The Ministry of Economy and Finance held a five-year review meeting, attended by Prime Minister Hun Sen, for its management of public finances in Phnom Penh on Friday morning. A plan for the next five years was announced but details have not been publically provided.

Minister Moniroth said implementation of the reforms had helped double Cambodia’s revenue from $2.2 billion in 2013 to an anticipated $4.5 billion in 2018, enabling the government to increase its spending.

He also said that reliance on external sources of income had decreased from 70 percent in the 1995 budget to around 21.4 percent in 2017, with the number expected to drop to under 20 percent this year.

“This is a clear indication that Cambodia has become more financially sound and more self-sufficient than before,” he said.

In January, the Tax Department announced that almost $2 billion in taxes had been collected last year, above the expected $1.71 billion.
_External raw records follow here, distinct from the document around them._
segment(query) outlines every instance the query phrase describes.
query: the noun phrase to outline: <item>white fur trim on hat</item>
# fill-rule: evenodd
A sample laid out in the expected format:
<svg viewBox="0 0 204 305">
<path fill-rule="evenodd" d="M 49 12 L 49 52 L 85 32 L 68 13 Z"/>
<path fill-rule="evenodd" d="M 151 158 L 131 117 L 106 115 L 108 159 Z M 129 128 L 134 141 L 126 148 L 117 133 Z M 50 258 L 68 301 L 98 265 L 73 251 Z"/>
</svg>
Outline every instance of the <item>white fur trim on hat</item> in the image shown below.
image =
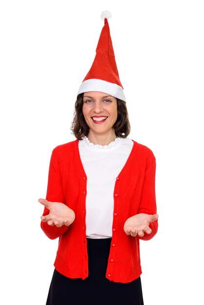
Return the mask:
<svg viewBox="0 0 204 305">
<path fill-rule="evenodd" d="M 80 87 L 77 95 L 84 92 L 97 91 L 104 92 L 126 102 L 122 88 L 117 84 L 110 83 L 102 79 L 92 79 L 84 80 Z"/>
</svg>

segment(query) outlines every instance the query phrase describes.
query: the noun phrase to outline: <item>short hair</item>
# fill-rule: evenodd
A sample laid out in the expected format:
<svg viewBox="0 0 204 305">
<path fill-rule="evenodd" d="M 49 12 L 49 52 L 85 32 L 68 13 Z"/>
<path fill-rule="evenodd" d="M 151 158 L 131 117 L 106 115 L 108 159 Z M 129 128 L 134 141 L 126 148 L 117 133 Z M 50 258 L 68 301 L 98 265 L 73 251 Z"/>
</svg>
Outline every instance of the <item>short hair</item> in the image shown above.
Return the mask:
<svg viewBox="0 0 204 305">
<path fill-rule="evenodd" d="M 78 140 L 82 140 L 83 136 L 87 136 L 89 127 L 86 124 L 82 112 L 83 93 L 77 96 L 75 102 L 74 118 L 71 126 L 72 133 Z M 130 132 L 130 124 L 126 102 L 117 98 L 118 117 L 113 128 L 116 136 L 120 138 L 126 138 Z"/>
</svg>

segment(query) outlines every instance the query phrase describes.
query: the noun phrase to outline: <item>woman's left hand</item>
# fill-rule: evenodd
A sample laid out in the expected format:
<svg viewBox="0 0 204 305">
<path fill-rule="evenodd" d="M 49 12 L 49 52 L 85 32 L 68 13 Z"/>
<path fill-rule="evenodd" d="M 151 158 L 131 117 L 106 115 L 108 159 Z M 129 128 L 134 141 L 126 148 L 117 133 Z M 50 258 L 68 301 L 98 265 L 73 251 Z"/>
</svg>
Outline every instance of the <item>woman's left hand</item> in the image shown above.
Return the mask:
<svg viewBox="0 0 204 305">
<path fill-rule="evenodd" d="M 158 218 L 157 214 L 149 215 L 148 214 L 137 214 L 128 218 L 124 223 L 124 231 L 127 235 L 130 234 L 132 236 L 142 237 L 144 233 L 151 234 L 152 230 L 149 227 L 150 222 L 157 220 Z"/>
</svg>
All forms of tax collection – income tax, value added tax, salary and real estate tax – had shown double-digit growth.

Customs tax collection also increased last year, up 10.4 percent to $1.9 billion, according to a document dated January 23 from the General Department of Customs and Taxation.

In a speech at the meeting, Hun Sen congratulated the Finance Ministry on the progress made over the last five years, saying it boded well for Cambodia’s ambition to become a middle-income country by 2030 and a high-income nation by 2050.

“I appreciate the progress that the reforms program has achieved over the past 13 years, especially the recent progress in the last five years,” he said, referring to the 2004 commencement of public finances reform.

However, economist Chan Sophal said that while progress had been made on increasing government revenues, the state was still reliant on outside funding for major infrastructure development projects.

Foreign investment saw a significant increase to $6.3 billion last year, up from $3.6 billion in 2016, according to the Council for the Development of Cambodia.

This investment influx surpasses the Cambodian government’s 2018 budget of around $6 billion, with chief patron China investing more than $1 billion in capital annually since 2013, totalling $5.3 billion from 2013 to 2017.

Sophal said that with the decrease in donor aid, the country will still need foreign investment or low-interest loans to effectively fund its infrastructure and education needs.

“From now on, even though they may not give loans or grants, we still can survive and develop," he said. "But it is just the fact that if they give loans, we will get bigger growth."